As to non-contributors, well of course we would afford them every possible convenience without obligation. I don’t think anyone would seriously consider that those unable to care for themselves or contribute in a money-free world would somehow be cast aside. Even our backwards society today does its best within its own confines to care for the elderly and incapacitated. Release those fiscal confines and we can give them the best care that technology and people with more free time on their hands can offer.
The Freeworlder prototype has been designed with these kinds of questions in mind. A central database of resources and skills will be essential for organisation in a free world. Rather than the usual painstaking procedures of bureaucracy and government and wangling budgets, decisions without budgetary concerns on an online community portal could take place instantaneously. A platform like this can be used to poll community members, make decisions, source labour and skills for projects and ultimately manage supply and demand.
For large projects that require a lot of manpower, like building hospitals or roads for example, we could source the required number of willing volunteers at the project outset using the platform, then ask them to commit to a project pledge to see the project through to completion. This would kind of emotionally bind them to the project. These volunteer workers would likely be seen as local heroes for their community.
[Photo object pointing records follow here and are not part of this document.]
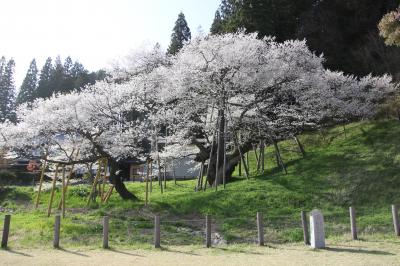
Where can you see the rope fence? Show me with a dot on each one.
(209, 230)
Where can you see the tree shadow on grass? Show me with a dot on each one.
(360, 251)
(17, 252)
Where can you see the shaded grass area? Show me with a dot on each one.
(358, 168)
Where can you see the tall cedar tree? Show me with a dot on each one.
(44, 89)
(217, 27)
(27, 91)
(180, 35)
(7, 90)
We need to radically overhaul the education system. Our system of competition, grades and learning non-essential skills and facts needs to be relegated to the past. Today, children spend their entire childhood learning stuff that they will rarely use, while useful skills that can create better, more compassionate people are left entirely to chance.
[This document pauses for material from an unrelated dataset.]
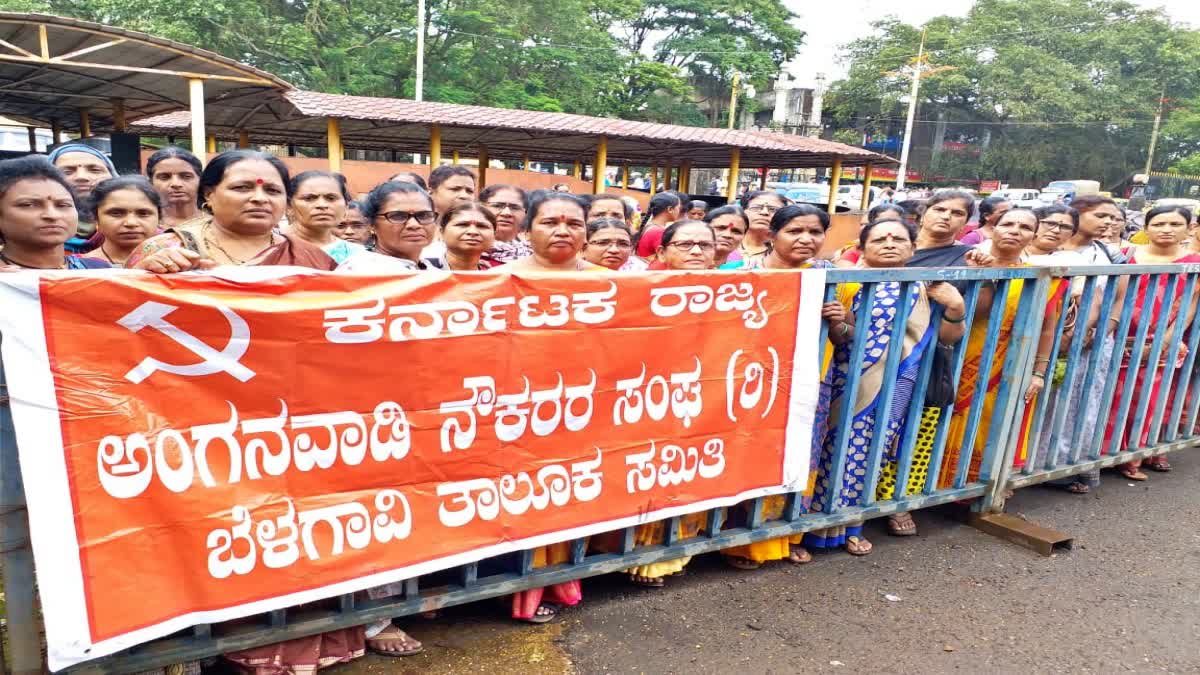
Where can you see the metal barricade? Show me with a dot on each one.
(1009, 338)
A free world education system would consist more of life lessons, social skills, effective communication and cultivating traits like empathy, compassion, trust, respect and responsibility.
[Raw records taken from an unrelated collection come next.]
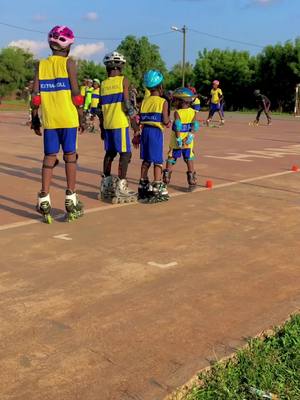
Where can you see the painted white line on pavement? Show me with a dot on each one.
(162, 266)
(63, 236)
(177, 194)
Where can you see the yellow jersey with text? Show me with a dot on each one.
(215, 95)
(187, 116)
(58, 110)
(95, 98)
(152, 111)
(112, 102)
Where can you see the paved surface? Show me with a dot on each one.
(129, 302)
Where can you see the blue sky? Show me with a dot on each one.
(259, 22)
Reading, writing and science are obviously important, but I think life and social skills are even more so. Unless we know how to deal with ourselves, others and the environment in a responsible and compassionate way, then we are creating potentially destructive humans – no matter how high their grades.
Healthcare – and the whole area of well-being – is currently in crisis. Conflicted between scientists, doctors, care-givers and one of the most powerful profit machines in the world: pharmaceutical corporations, the tendency to override well-being with profit is overwhelming.
If a company can make a tidy profit by alleviating the symptoms of your ailment, then it is far less incentivised to work towards a total cure. Then there is the whole business of patents. Corporations privately own certain medical formulas, preventing cheap distribution of those products to the people who need them. In years to come, these financial obstacles to cures for sick people will seem absolutely monstrous and insane.
In a truly free and enlightened society, the highest priority in healthcare will be curing the patient – not just alleviating symptoms or profiting from people’s suffering.